After he relieves himself, us lie’s washing his hands with enough liquid soap to fill the sink with glittering foamy masses of suds, he looks in the streaked mirror and sees a boy who will be all right, given enough time, a boy who will find his way and come to terms with his losses, a boy who will not only live but also flourish.

He decides to continue being Curtis Hammond. Thus far no one has connected the name to the murdered family in Colorado. And since he’s grown comfortable with this identity, why change?

He dries his hands thoroughly on paper towels, but then holds them under one of the hot-air blowers, just for the kick of tricking the machine.
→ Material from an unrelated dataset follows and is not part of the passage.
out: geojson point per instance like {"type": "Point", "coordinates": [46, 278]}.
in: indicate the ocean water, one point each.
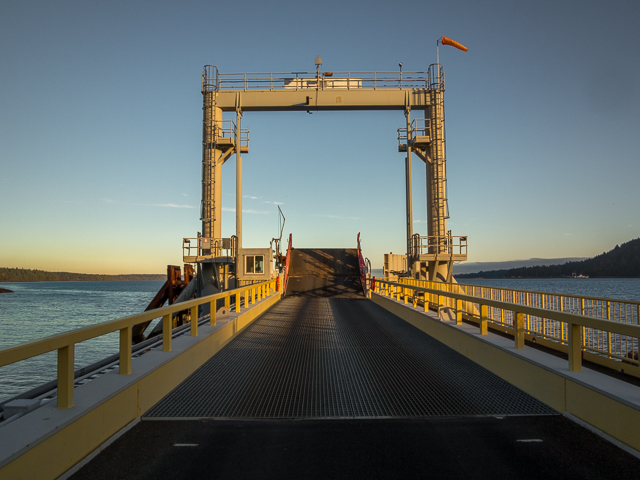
{"type": "Point", "coordinates": [37, 310]}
Refreshed, hurrying along the corridor between the restrooms and the restaurant, Curtis comes to a sudden halt when he spots two men standing out there at the lunch counter, talking to Burt Hooper. They are tall, made taller by their Stetsons. Both wear their blue jeans tucked into their cowboy boots.

Donella appears to be arguing with Mr. Hooper, probably trying to get him to shut his trap, but poor Mr. Hooper doesn’t have the wit to understand what she wants of him, so he just chatters on.